The Good Good Pig
Ballantine/Random House, 2006
The Good Good Pig

“Montgomery’s books on exotic wildlife (Journey of the Pink Dolphins, etc.) take her to the far corners of the world, but the story of her closest relationships with the animal kingdom plays out in her own New England backyard. When she adopts a sickly runt from a litter of pigs, naming him Christopher Hogwood after the symphony conductor, raising him for slaughter isn’t an option: Montgomery’s a vegetarian and her husband is Jewish. Refitting their barn to accommodate a (mostly) secure sty, they keep Christopher as a pet. As he swells to 750 pounds, he becomes a local celebrity, getting loose frequently enough that the local police officer knows to carry spare apples to lure him back home. The pig also bonds with Montgomery’s neighbors, especially two children who come over to help feed him and rub his tummy. Montgomery’s love for Christopher (and later for Tess, an adopted border collie) dominates the memoir’s emotional space, but she’s also demonstrably grateful for the friendships the pig sparks within her community. The humor with which she recounts Christopher’s meticulous eating habits and love of digging up turf is sure to charm readers.”
—Publisher’s Weekly


“Animal lovers, prepare to be seduced by Christopher Hogwood.”
—USA Today


“The porcine Marley & Me.”
—Wall Street Journal


“What makes The Good Good Pig so much better than cute is Montgomery’s loving and funny evocation of her dear departed 750-pound squeeze.”
—O Magazine


“The lovely true tale of the enormous, amiable porcine personality.”
—Christian Science Monitor


“Summer really isn’t summer without one delightful true tale of a smelly yet charming pet.”
—Chicago Tribune


“Grown-up fans of children’s favorite Charlotte’s Web won’t be able to resist this grown-up story of a rescued piglet who achieves hog heaven on Earth.”
—New York Post


“If pigs are bright, Christopher was a genius.”
—Boston Globe


“Touching, deeply satisfying, even spiritual.”
—Newsday


“It will change the way you look at humans’ co-existence with animals.”
—Rocky Mountain News


“A sweet and funny story….Keep a Kleenex handy.”
—Charlotte Observer


“[A] unique and beautifully written memoir, already one of the most talked-about books of the summer.”
—BookPage


“Montgomery’s charming memoir might have you renouncing bacon for good.”
—Minneapolis Star Tribune


“No less an authority than the great biologist E. O. Wilson has affirmed the significance of our intrinsic affinity for other living organisms, our biophilia, and it’s obvious from naturalist Montgomery’s unforgettable books about tigers, pink dolphins, and the golden moon bear that she is an animal lover of the first order. Now she chronicles the life of the animal her life revolved around for 14 years, a pig named Christopher Hogwood: 750 pounds of bliss, affection, and good cheer. Even as a runt he had a special aura, and once Montgomery and her husband, the writer Howard Mansfield, nursed him into robust health on their New Hampshire homestead, he proved to be an exceptionally intelligent, sociable, and loving companion, if rather demanding. It took a village to keep Christopher fed and entertained, and Montgomery’s descriptions of Christopher’s amazing adventures and celebrity status are hilarious, enchanting, and deeply affecting. Joyful and serene, smart and friendly, Christopher soothed many a troubled heart, and Montgomery writes with extraordinary lucidity, candor, and grace about what this good, good pig taught her and others about life, love, happiness, and all that we share with our fellow species on this precious planet.”
—Donna Seaman, BOOKLIST, Starred Review

She adds this note for Young Adult Readers: The pig and Montgomery’s revelations about her young self and the young characters will be of keen interest. DS.

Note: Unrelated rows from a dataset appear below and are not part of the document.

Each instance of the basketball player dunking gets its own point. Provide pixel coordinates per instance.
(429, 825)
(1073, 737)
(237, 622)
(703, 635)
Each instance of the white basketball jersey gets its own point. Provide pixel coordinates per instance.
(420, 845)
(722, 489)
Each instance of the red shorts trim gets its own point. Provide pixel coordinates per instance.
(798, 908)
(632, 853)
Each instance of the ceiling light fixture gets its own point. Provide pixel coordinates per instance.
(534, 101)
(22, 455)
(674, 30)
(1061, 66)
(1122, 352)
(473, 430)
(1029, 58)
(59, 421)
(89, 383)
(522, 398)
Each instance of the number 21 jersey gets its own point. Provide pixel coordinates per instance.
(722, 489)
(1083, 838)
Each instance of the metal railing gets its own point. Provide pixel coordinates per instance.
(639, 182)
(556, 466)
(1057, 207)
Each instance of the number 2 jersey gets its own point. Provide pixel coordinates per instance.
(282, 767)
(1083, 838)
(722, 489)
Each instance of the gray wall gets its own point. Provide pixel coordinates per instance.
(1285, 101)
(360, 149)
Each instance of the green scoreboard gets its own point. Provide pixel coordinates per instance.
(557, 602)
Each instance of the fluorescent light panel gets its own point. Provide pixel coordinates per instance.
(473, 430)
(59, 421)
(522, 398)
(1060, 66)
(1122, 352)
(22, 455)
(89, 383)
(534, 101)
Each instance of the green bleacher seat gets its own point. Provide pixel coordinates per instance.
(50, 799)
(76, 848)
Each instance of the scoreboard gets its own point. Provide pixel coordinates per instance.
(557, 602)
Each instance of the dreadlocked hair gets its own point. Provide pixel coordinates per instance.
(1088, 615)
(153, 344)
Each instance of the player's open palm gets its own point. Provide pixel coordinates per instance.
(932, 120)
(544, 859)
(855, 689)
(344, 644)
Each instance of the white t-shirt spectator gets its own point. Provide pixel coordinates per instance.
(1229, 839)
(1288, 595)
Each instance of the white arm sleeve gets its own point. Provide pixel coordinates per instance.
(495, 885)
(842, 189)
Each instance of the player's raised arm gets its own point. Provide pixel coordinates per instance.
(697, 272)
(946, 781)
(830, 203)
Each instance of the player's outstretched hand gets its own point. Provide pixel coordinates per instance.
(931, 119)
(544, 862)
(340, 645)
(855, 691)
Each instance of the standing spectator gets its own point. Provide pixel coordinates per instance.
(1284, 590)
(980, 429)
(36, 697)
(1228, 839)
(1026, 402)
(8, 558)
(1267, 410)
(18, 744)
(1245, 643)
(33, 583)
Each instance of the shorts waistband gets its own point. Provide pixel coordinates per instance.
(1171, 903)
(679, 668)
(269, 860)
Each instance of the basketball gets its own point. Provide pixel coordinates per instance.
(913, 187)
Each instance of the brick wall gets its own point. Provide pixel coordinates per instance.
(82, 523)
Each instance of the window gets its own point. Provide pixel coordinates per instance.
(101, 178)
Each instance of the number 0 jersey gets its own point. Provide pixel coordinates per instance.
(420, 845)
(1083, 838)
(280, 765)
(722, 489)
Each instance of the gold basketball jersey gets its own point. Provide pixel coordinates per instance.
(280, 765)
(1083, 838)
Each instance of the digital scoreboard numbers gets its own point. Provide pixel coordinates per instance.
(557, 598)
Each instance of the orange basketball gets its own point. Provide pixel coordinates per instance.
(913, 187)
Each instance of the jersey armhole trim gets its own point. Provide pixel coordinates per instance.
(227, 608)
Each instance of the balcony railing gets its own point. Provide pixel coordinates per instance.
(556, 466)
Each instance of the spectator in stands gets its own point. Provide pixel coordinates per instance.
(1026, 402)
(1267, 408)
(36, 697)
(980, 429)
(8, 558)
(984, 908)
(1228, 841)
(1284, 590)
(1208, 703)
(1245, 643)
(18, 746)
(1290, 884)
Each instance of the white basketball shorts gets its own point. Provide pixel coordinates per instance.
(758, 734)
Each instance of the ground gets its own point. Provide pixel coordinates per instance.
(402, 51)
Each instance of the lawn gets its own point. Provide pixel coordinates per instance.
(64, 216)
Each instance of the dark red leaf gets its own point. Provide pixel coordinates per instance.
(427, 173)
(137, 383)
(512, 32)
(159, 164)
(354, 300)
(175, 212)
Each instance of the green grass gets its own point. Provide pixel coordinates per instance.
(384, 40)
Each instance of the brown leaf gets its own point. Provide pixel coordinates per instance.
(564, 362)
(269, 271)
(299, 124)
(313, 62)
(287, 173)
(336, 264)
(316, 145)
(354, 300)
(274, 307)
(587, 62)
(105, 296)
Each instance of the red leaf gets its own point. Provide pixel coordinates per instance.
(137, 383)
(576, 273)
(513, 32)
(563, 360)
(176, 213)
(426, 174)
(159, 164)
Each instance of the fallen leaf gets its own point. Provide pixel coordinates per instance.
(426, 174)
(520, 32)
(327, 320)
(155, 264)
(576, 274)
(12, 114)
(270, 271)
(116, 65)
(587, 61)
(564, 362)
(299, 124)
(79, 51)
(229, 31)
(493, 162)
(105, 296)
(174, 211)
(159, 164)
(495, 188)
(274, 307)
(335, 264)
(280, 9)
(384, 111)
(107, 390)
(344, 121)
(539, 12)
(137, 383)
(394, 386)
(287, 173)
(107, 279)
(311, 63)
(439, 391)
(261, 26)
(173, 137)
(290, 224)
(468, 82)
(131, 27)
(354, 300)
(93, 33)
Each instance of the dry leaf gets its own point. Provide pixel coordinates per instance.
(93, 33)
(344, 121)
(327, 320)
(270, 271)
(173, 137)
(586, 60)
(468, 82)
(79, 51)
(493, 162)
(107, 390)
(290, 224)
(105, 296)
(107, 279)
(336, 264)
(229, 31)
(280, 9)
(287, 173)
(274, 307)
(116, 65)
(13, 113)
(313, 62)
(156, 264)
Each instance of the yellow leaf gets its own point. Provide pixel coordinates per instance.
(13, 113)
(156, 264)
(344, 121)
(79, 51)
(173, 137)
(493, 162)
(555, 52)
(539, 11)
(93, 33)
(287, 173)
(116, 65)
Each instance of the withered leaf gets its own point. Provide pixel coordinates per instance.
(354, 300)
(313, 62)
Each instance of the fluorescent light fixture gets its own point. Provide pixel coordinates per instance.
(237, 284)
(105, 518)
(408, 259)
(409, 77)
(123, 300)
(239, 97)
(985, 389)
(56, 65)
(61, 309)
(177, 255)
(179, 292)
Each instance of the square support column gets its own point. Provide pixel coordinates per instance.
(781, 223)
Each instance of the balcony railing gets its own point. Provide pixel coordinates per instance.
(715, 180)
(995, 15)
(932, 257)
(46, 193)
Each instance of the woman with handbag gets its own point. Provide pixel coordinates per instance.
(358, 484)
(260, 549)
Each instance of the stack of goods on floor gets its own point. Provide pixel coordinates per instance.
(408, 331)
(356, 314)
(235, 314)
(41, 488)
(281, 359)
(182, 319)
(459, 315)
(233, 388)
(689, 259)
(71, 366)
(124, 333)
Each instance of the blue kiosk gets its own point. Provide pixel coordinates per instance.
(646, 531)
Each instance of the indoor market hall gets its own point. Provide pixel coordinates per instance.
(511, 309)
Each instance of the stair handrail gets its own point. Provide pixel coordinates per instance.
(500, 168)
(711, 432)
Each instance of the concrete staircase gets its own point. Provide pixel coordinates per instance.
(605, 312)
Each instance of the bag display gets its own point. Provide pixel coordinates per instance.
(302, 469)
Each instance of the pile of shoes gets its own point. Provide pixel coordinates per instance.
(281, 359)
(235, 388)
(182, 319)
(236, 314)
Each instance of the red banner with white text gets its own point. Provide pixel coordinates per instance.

“The author (Search for the Golden Moon Bear, 2002, etc.) and her husband rescued a runt covered with black and white spots and named him after Christopher Hogwood, a noted conductor, musicologist and exponent of early music. They took the pig home to their New Hampshire farm, fully expecting him to stay modest of proportion. Fat chance. Succored by the author’s loving attention, Hogwood quickly put on 700 pounds and started to act like a pig, his musical affinities confined to a gamut of sonorous grunts. Montgomery reverently chronicles her charge’s behavior. He is diabolically smart, notorious for his neighborhood trespasses. He works his snout like a force of nature; practically dissolves when his belly is rubbed; and is worthy of performance-artist status as an eater. In his exuberant passage through life, he sets a standard by which Montgomery can measure her own comportment. In particular, he teaches someone keen on animals and leery of people how to be comfortable in the presence of human beings. ‘Animals had always been my refuge, my avatars, my spirit twins,’ the author writes. When someone asks what she is going to do with her pig, she is tempted to inquire, ‘What are you going to do with your grandson?’ While death haunts this book from start to finish, Montgomery learns a good deal from Hogwood about celebrating the evanescent pleasures of living.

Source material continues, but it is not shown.